Indeed, from the day the news broke, this case has stirred uncommon passion.

Detectives accidentally stumbled across the body April 28. They had been searching an East Kansas City neighborhood at dusk for an elderly man who had wandered from his home. As they walked a gravel path inside the wooded lot, they saw the girl. She was lying, uncovered, on her stomach just a foot or two off the path. Her head was gone.

Unity Among the Living

Police searched the woods with dogs until after midnight but could not find her head. The next day and the next they hunted. Volunteers began to comb the woods too, sickened but determined. On May 1, one found the garbage bag.

Police will not say how the child was killed. They focus instead on the reconstructed sketch of the girl as her relatives would have known her: a wide-eyed tot in cornrows.

That sketch is all over Kansas City. It’s on T-shirts. It’s on billboards. Even the porn shop around the corner from the wooded lot has it posted in the window.

Community activist Betty Brown named the girl Precious Doe. And Kansas City does seem to hold her precious. Mourners by the dozens attend vigils every Saturday to pray for justice on her behalf. They write poems and send her sympathy cards: “May your voice outshine the other angels that surround you.” “All our prayers and thoughts will be with you as we watch our children grow.” “I am so sorry that we failed you.”

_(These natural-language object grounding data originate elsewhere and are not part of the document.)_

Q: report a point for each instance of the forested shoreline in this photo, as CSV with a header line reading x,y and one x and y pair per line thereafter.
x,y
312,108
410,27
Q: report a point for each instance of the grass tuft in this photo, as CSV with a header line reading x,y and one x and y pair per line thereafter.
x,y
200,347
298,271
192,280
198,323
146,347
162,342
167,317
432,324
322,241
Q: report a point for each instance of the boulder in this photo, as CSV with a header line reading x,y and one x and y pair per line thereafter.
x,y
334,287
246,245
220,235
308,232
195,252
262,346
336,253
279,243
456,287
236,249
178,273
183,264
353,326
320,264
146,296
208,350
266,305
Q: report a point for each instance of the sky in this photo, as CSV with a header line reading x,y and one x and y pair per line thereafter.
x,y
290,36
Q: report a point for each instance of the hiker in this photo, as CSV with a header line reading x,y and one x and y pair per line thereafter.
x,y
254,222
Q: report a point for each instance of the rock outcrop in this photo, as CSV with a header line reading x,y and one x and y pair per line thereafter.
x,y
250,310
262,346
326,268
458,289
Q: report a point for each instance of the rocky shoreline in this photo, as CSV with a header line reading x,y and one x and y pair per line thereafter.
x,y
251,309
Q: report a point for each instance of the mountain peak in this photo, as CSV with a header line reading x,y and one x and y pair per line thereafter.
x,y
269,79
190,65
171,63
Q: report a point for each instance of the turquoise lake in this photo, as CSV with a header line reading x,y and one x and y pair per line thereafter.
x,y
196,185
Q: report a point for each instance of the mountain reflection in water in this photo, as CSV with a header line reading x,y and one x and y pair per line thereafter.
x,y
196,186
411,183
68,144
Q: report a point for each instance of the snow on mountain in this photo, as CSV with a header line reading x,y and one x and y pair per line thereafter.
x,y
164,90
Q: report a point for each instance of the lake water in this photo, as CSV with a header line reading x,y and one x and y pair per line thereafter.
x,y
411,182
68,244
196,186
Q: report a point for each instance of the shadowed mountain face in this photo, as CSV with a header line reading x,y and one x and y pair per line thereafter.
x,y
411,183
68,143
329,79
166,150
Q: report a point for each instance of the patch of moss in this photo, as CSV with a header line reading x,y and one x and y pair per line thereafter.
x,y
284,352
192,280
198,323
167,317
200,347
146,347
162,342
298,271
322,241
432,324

Carol Coe, a local attorney, has spent hours answering a tip hotline and distributing Precious Doe’s picture. “It’s like she is a member of the family,” Coe explained.

Advertisement

Added City Councilman Alvin Brooks: “It’s become an obsession with some of us.”

Volunteers say the tragedy has unified the city: black or white, rich or poor, urban or suburban, the outrage is universal. They see other bright spots as well. Staff members of the nonprofit group Move Up have persuaded several parents to set up “safe houses” for neighborhood kids who need a refuge from the streets. They have also arranged for some churches to host summer youth programs so kids don’t wander off alone.

Desire for the Truth

But much as they try to focus on the living, they remain haunted by Precious Doe. She had a crescent-shaped birthmark on one arm. Someone, somewhere must miss her.

“I still wake up at night, thinking about her,” Brown said, tears spilling down her cheeks. “My heart’s desire is to find out who this child is, and who did this to her.”